Table 3 Summary of the number of cases presented for analysis across the three research settings

1.5 Resume of Evaluation

What follows is first a report of the preliminary analyses for CASP-19 using the Boyd Orr_2000 data and then confirmatory factor analyses for both ELSA_1 and BHPS_11. An overview of the performance of our measure of quality of life is provided in the context of our preferred second order factor model compared to single factor and first order models. All analyses use FIML to handle the problem of item non-response in CASP-19 and weighted least squares estimation (WLSMV)Footnote 2 as a recommended estimation procedure in Mplus for handling ordered categorical items as dependent variables. Finally, we present some recommendations for using CASP-19 or its shortened form, CASP-12.

2 Results

2.1 Preliminary Findings for the Boyd Orr_2000 Survey

Table 4 below provides a summary of taking each CASP-19 domain and subjecting the inter-item correlation matrices to separate exploratory factor analyses. In terms of the percentage of variance explained following a varimax rotation (Kaiser 1958) there is a modest degree of comfort that each domain can be considered in its own right. As mentioned above the values for Cronbach’s Alpha for each sub-scale reach a degree of respectability (all above 0.60, Cronbach 1951). Subsequent exploratory factor analysis of the four domain scores provides evidence of a single (second order) factor to denote ‘quality of life’.

Table 4 Results from an exploratory factor analysis treating each domain as a single factor for Boyd Orr_2000

Being reasonably confident with our preferred second order model we set out to test the suitability of each of the three measurement models (as described in Figs. 13) across two national surveys, ELSA_1 and BHPS_11 for all individuals aged 55 years and above reporting one or more CASP items.

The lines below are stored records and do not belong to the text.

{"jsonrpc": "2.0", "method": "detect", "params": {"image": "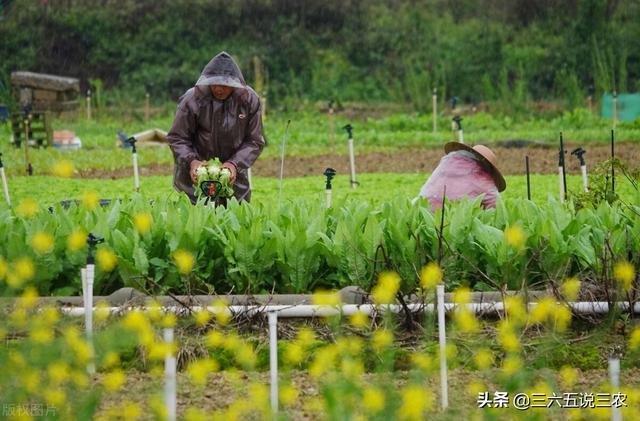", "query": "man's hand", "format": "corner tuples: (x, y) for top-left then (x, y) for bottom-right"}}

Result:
(189, 159), (204, 184)
(222, 162), (238, 184)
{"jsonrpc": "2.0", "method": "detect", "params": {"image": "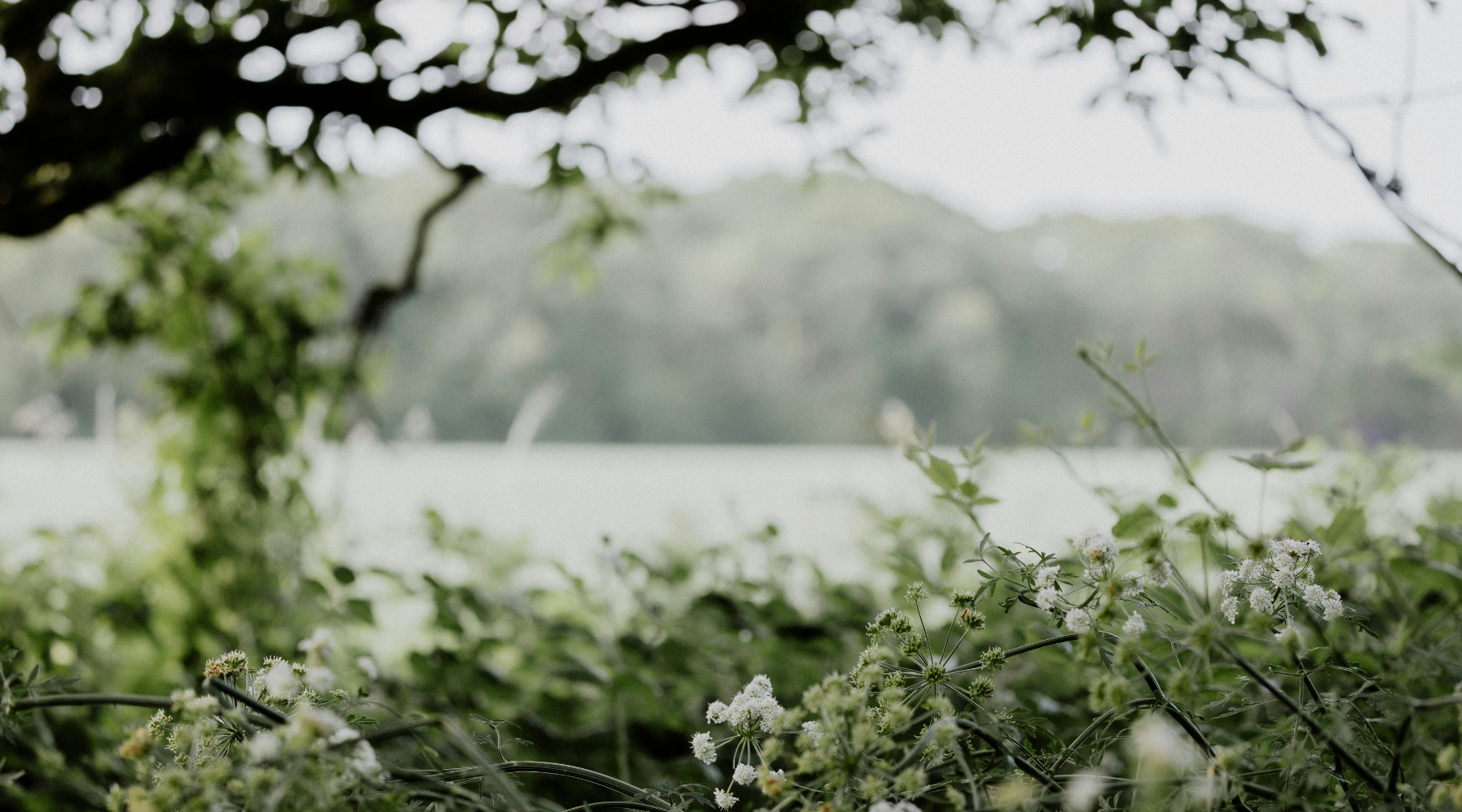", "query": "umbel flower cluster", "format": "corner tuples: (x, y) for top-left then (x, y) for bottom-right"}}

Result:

As expected the relatively large sample sizes render the deviances for both sources less than informative. Only, TLI indices suggest with some reassurance that there is again very little to choose between the first and second order models. What is remarkable is how similar the magnitude of the TLI and CFI criteria are for both national samples. Although the RMSEA coefficient behaves better for BHPS_11 compared to ELSA_1. In addition, simply correlating the magnitude of the factor loadings for each measurement model reveals very definite consistency across ELSA_1 and BHPS_11 (0.98 for all models). At this stage of the evaluation we have very little empirical evidence to prefer one measurement model over any other across these two national samples.

2.2 Further Evaluation of CASP-19 for the English Longitudinal Study of Ageing Wave 1 and the British Household Panel Survey Wave 11

The empirical evidence presented in Tables 5 and 6 above provides us with an argument to believe that there is no overwhelming reason to depart from the preferred measurement model presented in Fig. 2. However, the relative weakness of the CFI and RMSEA criteria suggest that as far as model fit is concerned we could do better! The obvious way to proceed is to examine the internal structure of the four conceptual domains and reflect upon our preferred model. Tables 7 and 8 provide a summary of the evaluations initially adopted in our appraisal of Boyd Orr (Table 4) by treating each life domain as a single factor.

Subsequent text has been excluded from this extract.